Methods to Utilize Intel's Hyper-Threading Technology with Linux*

by Thomas W. Burger

Abstract

By exploiting Intel's Hyper-Threading Technology, programmers can produce significant performance improvements to applications.

This article explains what Hyper-Threading Technology (HT Technology) is, how it works and the benefits obtained by using it. It then goes on to show examples of code that utilizes Hyper-Threading Technology in C++, C and/or FORTRAN. In addition, code to detect the support of Hyper-Threading Technology will be provided.


The Concept of Hyper-Threading

Hyper-Threading Technology has been in development by Intel for more than 4 years. Hyper-Threading is a more efficient way to use processing power of a CPU. Processor components are always idle at some point in the code execution. In the past improving processor performance consisted primarily of increasing the clock speed, enlarging the cache, reducing the size of the chip or simply developing MPU systems and adding more processors. Intel has developed Hyper-Threading Technology to allow application performance gains without the need of hardware changes or adding more processors. Hyper-Threading, also referred to as simultaneous multithreading (SMT), allows different threads to run simultaneously on different execution units within one physical processor. Hyper-Threading extends multi-threading using an architecture state where one physical processor can look like two (or more) logical processors to the operating system and applications. Two processor states on the chip create a logical dual processor configuration. Each logical processor maintains a complete set of the architecture state instructions and shares access to the functional units of the CPU. The architecture state consists of registers including the general-purpose registers, the control registers, the advanced programmable interrupt controller (APIC) registers as well as some machine state registers.
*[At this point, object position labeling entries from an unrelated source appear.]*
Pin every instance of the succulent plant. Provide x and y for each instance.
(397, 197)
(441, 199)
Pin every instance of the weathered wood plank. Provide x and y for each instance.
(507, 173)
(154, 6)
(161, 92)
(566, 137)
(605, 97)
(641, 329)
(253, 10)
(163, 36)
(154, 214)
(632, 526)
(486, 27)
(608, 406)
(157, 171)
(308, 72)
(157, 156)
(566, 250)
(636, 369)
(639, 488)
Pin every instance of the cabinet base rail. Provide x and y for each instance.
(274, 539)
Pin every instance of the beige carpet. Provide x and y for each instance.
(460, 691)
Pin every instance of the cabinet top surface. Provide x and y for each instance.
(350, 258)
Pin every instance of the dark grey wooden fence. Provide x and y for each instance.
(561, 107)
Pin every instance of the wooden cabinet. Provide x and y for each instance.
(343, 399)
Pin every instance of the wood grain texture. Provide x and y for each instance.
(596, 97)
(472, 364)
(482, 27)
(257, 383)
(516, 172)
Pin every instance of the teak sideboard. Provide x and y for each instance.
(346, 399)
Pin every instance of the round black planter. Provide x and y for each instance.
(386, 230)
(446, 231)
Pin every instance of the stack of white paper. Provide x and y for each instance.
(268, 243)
A Hyper-Threading enabled processor can manage data as if it were two logical processors by handling data instructions in parallel rather than serially.
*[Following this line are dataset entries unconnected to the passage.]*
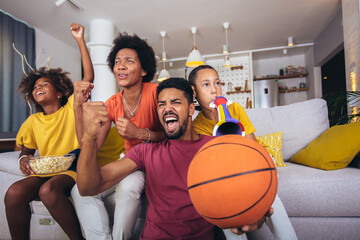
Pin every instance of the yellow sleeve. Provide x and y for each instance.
(202, 125)
(238, 112)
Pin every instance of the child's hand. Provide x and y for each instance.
(253, 227)
(127, 129)
(82, 90)
(25, 167)
(77, 31)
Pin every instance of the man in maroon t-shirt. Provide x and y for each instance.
(170, 214)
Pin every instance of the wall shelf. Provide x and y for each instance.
(298, 75)
(293, 90)
(244, 91)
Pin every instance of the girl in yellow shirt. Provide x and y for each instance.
(51, 131)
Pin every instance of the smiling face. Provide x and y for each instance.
(45, 93)
(174, 112)
(127, 68)
(207, 87)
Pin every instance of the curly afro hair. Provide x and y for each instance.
(58, 78)
(145, 53)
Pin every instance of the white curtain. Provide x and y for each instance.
(13, 108)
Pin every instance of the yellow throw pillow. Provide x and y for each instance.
(334, 149)
(273, 144)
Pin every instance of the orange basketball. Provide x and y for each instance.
(232, 181)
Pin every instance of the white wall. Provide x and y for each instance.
(330, 41)
(63, 55)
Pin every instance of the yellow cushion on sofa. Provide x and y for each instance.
(334, 149)
(273, 144)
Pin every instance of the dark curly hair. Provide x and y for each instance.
(145, 53)
(178, 83)
(58, 78)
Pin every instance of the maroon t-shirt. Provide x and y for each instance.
(170, 213)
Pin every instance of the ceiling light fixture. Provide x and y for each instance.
(194, 59)
(164, 74)
(225, 47)
(58, 3)
(290, 41)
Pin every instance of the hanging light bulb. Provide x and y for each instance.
(164, 74)
(227, 63)
(290, 41)
(194, 59)
(163, 34)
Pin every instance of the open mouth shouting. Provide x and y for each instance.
(122, 76)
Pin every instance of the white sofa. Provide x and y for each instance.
(321, 204)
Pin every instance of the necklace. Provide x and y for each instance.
(132, 113)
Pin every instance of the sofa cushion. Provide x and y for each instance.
(274, 142)
(9, 163)
(334, 149)
(300, 123)
(312, 192)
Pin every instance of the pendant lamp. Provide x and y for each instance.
(194, 59)
(227, 63)
(164, 74)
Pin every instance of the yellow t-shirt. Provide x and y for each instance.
(205, 126)
(51, 134)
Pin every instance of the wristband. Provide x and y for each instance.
(147, 140)
(21, 158)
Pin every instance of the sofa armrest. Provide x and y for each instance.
(9, 163)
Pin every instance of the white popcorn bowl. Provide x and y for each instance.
(51, 164)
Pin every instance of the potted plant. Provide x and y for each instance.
(341, 107)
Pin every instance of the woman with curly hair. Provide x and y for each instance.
(133, 110)
(51, 131)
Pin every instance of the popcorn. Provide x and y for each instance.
(51, 164)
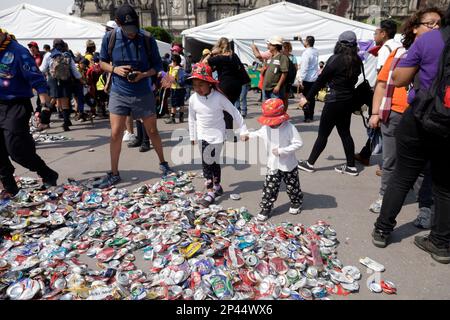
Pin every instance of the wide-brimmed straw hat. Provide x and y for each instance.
(203, 72)
(274, 113)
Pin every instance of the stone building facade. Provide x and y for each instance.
(178, 15)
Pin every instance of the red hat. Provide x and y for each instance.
(274, 113)
(33, 44)
(177, 49)
(203, 72)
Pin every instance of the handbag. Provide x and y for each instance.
(363, 95)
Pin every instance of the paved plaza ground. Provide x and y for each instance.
(341, 200)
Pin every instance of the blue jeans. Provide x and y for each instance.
(242, 98)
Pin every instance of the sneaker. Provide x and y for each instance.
(134, 143)
(376, 206)
(305, 166)
(165, 168)
(441, 255)
(218, 192)
(295, 209)
(423, 220)
(264, 215)
(362, 160)
(144, 147)
(110, 180)
(127, 137)
(380, 238)
(347, 170)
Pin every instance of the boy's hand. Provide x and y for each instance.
(275, 152)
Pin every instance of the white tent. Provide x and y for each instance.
(29, 23)
(284, 19)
The architecture state consists of registers including the general-purpose registers, the control registers, the advanced programmable interrupt controller registers as well as some machine state registers. Logical processors share most resources on the physical processor: caches, execution units, branch predictors, control logic and buses. Developers who thread applications are positioned to take advantage of Hyper-Threading Technology. Threaded applications can immediately pick up all the performance benefits of Hyper-Threading based multiprocessing whenever they are running on an Intel Hyper-Thread enabled processors. Intel C++/Fortran compiler support Hyper-Threading using the OpenMP directive and pragmas guided parallelization. As an example, OpenMP parallel sections of code where section-1 calls an integer-intensive routine and where section-2 calls a floating-point intensive routine can use Hyper-Threading by scheduling section-1 and section-2 onto two different logical processors achieving higher performance by more fully utilizing processor resources. The OpenMP standard API supports a multi-platform, shared-memory, parallel programming in C++, C and Fortran95 on al l Intel architectures and operating systems such as Windows NT, Linux, and UNIX. Simply stated Hyper-Threading Technology (HT Technology) is a more efficient way to use processing power, now coders have to be educated to take advantage of HT Technology.
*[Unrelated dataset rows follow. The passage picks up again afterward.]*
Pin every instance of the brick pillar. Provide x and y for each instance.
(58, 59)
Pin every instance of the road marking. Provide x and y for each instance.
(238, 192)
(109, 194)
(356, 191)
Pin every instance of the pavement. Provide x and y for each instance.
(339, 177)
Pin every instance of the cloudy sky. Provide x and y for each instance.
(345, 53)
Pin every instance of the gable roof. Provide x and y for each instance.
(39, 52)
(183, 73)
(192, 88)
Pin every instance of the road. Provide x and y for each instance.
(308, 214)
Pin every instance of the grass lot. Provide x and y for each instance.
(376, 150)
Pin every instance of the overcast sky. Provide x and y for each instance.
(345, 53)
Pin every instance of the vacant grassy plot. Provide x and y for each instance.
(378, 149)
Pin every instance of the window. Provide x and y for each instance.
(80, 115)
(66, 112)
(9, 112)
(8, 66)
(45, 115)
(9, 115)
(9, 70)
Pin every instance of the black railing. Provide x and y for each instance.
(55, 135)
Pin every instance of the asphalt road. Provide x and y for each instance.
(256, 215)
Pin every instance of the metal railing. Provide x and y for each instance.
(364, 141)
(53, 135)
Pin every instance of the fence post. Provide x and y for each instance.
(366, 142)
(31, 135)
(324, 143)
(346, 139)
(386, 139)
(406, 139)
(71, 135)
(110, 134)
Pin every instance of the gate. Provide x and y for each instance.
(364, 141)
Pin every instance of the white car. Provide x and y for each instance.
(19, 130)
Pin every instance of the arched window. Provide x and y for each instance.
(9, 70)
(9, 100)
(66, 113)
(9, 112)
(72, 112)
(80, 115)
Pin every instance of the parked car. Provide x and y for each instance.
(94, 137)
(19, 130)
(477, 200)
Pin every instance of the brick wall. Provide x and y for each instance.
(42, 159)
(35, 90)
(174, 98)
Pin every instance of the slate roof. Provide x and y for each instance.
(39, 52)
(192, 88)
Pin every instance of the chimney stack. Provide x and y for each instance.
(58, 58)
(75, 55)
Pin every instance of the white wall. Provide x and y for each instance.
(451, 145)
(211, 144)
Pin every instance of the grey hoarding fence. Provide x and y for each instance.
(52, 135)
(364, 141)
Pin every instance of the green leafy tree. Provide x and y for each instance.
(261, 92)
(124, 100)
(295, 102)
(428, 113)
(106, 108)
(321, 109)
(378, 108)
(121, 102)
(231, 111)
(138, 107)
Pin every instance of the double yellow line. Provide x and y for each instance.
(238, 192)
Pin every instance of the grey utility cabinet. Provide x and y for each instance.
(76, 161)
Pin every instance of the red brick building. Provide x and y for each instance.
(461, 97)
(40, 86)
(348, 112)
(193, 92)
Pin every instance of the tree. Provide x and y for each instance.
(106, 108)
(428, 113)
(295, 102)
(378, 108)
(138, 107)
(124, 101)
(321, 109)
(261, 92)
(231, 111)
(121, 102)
Programming Hyper-Threaded Technology

Determining Logical Processors

When Hyper-Threading Technology is used, applications must inquire to the operating system as to the number of logical processors on the system as well as the number of physical processors. This is not only important for determining how the code should run, but for licensed software where the number of physical processors determines the cost of the application.

The first step to determining the HT Technology capacity of the CPU is to see if the processor supports the cpuid instruction and is a genuine Intel® Pentium® 4 processor or later. The code then retrieves the model specific feature information using the cpuid instruction and setting the eax register to one. It does not matter which processor you execute the CPUID instruction on, all physical processors present must support the same number of logical processors. After executing the CPUID instruction, if bit 28 in edx is set then the physical processor supports Hyper-Threading Technology. This does not mean the processor supports more than one logical processor, that the BIOS has enabled the feature, or that the operating system is utilizing the extra logical processors. Additional steps are required to determine the number of logical processors supported by the physical processor as well as querying the operating system to determine the logical to physical processor mapping.

Sample Code 1.0: Determine Hyper-Threading support.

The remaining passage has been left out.